What is perineural invasion in skin cancer?
Perineural invasion, also known as neural invasion, is a term used to describe the spread of cancer cells along the nerves in the skin. It is a significant finding in the treatment of cutaneous squamous cell carcinoma, a type of skin cancer affecting the outermost skin layers.
Suppose you live in Scottsdale or Phoenix, Arizona, and have recently been diagnosed with cutaneous squamous cell carcinoma. In that case, you may consider Mohs micrographic surgery as a treatment option. This specialized type of surgery is used to remove skin cancer while minimizing the risk of scarring and preserving as much healthy tissue as possible.
During Mohs surgery, the surgeon removes thin layers of skin one at a time and examines them under a microscope to check for any remaining cancer cells. This process is repeated until all of the cancer cells have been removed.
One of the critical advantages of Mohs surgery is that it allows the surgeon to accurately stage cancer, including identifying the presence of perineural invasion. This is an essential factor to consider in treating cutaneous squamous cell carcinoma, as perineural invasion can affect the prognosis and the recommended course of treatment.
Perineural invasion occurs when cancer cells spread along the nerves in the skin. This can make cancer more difficult to treat and increase the recurrence risk. It is more common in certain types of skin cancer, such as squamous and basal cell carcinoma. It is more likely to occur in more significant or more aggressive cancers.
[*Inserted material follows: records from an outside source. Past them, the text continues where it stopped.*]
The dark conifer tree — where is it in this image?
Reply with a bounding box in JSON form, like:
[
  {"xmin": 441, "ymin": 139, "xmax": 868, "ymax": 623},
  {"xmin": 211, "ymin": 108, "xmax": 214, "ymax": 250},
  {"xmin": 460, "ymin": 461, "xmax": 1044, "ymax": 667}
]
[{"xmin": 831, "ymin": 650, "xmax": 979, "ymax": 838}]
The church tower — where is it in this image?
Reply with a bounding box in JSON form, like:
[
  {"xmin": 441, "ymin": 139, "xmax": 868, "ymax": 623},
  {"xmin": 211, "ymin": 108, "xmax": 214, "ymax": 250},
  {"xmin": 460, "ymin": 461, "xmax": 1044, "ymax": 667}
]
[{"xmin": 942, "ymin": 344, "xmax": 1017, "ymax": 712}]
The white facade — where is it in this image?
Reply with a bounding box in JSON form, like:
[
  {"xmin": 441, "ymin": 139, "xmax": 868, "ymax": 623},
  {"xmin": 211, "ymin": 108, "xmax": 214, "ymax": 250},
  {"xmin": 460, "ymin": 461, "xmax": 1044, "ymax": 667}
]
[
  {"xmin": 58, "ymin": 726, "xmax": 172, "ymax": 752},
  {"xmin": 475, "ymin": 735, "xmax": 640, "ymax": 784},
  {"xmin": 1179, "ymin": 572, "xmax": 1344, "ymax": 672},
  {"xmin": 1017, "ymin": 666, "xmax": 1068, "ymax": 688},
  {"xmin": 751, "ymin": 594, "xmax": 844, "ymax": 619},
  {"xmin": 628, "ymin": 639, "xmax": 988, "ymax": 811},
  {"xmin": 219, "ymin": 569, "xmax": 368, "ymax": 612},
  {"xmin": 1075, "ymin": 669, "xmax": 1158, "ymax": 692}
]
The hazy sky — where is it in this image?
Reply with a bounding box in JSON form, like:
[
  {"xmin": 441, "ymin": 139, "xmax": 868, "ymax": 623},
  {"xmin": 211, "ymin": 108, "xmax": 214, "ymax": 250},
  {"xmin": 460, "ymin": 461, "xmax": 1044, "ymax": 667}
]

The presence of perineural invasion can also affect the pain associated with cancer. Cancer cells invade the nerves and cause pain or numbness in the affected area. This can be a significant concern for patients, as uncontrolled pain can significantly impact their quality of life.
Your surgeon will discuss your treatment options if the perineural invasion is detected during Mohs surgery. Depending on the extent of the perineural invasion and the location of cancer, your surgeon may recommend additional surgery to remove the affected nerves or referral to a specialist for further evaluation and treatment.
In some cases, the perineural invasion may be treated with radiation therapy or chemotherapy. Depending on the case’s specifics, these treatments can be used alone or in combination with surgery.
It is important to note that perineural invasion does not necessarily mean cancer cannot be cured. On the contrary, many patients can achieve a good outcome with proper treatment and follow-up care.
Suppose you have been diagnosed with cutaneous squamous cell carcinoma and are considering Mohs surgery. In that case, it is essential to discuss all of your treatment options with your surgeon. Your surgeon can provide more information about the perineural invasion and how it may affect your treatment plan.
In conclusion, perineural invasion is a significant finding in the treatment of cutaneous squamous cell carcinoma and can affect the prognosis and recommended course of treatment. If you live in Scottsdale or Phoenix, Arizona, and have been diagnosed with this type of skin cancer, consider discussing Mohs micrographic surgery with our renowned Mohs surgeon at Phoenix Surgical Dermatology Group, Dr. Ramin Fathi, who has extensive experience with high-risk skin cancers.